Donald Trumps früherer Anwalt Paul Manafort am 16. Januar 2018 vor einer Anhörung in Washington D.C. Bild: Reuters

Ein Gericht in Washington hat den früheren Wahlkampfmanager von Amerikas Präsident Donald Trump, Paul Manafort, für schuldig befunden. Es ist bereits das zweite Urteil gegen ihn.

          Paul Manafort, der frühere Wahlkampfmanager von Amerikas Präsident Donald Trump, ist zu einer zusätzlichen Strafe von 43 Monaten Haft verurteilt worden. Das Bezirksgericht in Washington hielt ihn am Mittwoch für schuldig, geheime Zahlungen aus dem Ausland angenommen und sich nicht als Lobbyist einer ausländischen Regierung registriert zu haben. Zudem wurde er der Zeugeneinschüchterung für schuldig befunden. Die Haftstrafe beträgt eigentlich 73 Monate, 30 davon würden aber mit der Haftstrafe von 47 Monaten verrechnet, zu der er in der vergangenen Woche in einem Verfahren in Virginia wegen Steuerhinterziehung und Bankbetrugs verurteilt worden war. Manafort muss somit für siebeneinhalb Jahre ins Gefängnis.

          Majid Sattar

          Politischer Korrespondent für Nordamerika mit Sitz in Washington.

          Richterin Amy Berman Jackson stellte klar, in diesem Fall sei es nicht um mutmaßliche illegale Absprachen des Trump-Wahlkampfteams mit Russland gegangen. Insofern biete auch ihr Urteil keine Klärung für die Untersuchung der Russland-Affäre, die im Fokus von Sonderermittler Robert Mueller steht. Mit Blick auf die individuelle Verschwörung Manaforts sagte die Richterin, wenn Zahlungen aus dem Ausland verdunkelt würden, stelle dies eine Bedrohung für die Demokratie dar. Jackson hob hervor, da Manafort den Vorwurf der Zeugeneinschüchterung zurückweise, sei er weiterhin nicht vollkommen ehrlich.

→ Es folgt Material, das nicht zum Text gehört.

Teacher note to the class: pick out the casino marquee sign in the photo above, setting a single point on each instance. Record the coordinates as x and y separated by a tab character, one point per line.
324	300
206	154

          Manafort bat vor der Verurteilung um Entschuldigung

          Der 69 Jahre alte langjährige Lobbyist und Politikberater, der seit Juni vergangenen Jahres in Untersuchungshaft sitzt, hatte sich in dem Verfahren der Verschwörung gegen die Vereinigten Staaten schuldig bekannt. Vor Verkündung des Strafmaßes bekundete Manafort, der in einem Rollstuhl im Gericht erschien, erstmals Reue.

          Die Anklage hatte zuvor bezweifelt, dass er fähig sei, sich zu ändern. Sie erinnerte daran, dass er der Kopf einer Verschwörung gewesen sei, bei der er 50 Millionen Dollar über eine Zeitspanne von mehr als zehn Jahren von einem von Russland unterstützten Politiker in der Ukraine und einem russischen Oligarchen aus dem Umfeld Wladimir Putins erhalten habe. Staatsanwalt Andrew Weissmann sagte, Manaforts Tätigkeit habe zersetzenden Charakter gehabt; er habe die amerikanischen Ideale unterminiert. Er habe die Wahl gehabt, die Vereinigten Staaten oder ausländische Regierungen zu vertreten. Er habe sich für Letztere entschieden.

          Manafort hatte im vergangenen Herbst angekündigt, mit Sonderermittler Robert Mueller in der Untersuchung der Russland-Affäre zu kooperieren. Nach Überzeugung des Gerichts hat Manafort die Ermittler allerdings belogen und damit gegen eine Vereinbarung zur Strafminderung verstoßen. Anders als im Falle Michael Cohens, des früheren Anwalts des Präsidenten, der mit Trump gebrochen hat, steht bei Manafort eine Begnadigung durch den Präsidenten im Raum. Zuletzt hatte Sarah Sanders, die Sprecherin des Weißen Hauses, eine solche auf Nachfrage nicht ausschließen wollen. Am Mittwoch wurde bekannt, dass Manafort sich noch einem Verfahren unter anderem wegen Hypothekenbetrugs in New York stellen muss. Im Falle einer Verurteilung könnte Trump ihn in diesem Fall nicht begnadigen, da es sich um das Strafrecht des Bundesstaates handelt.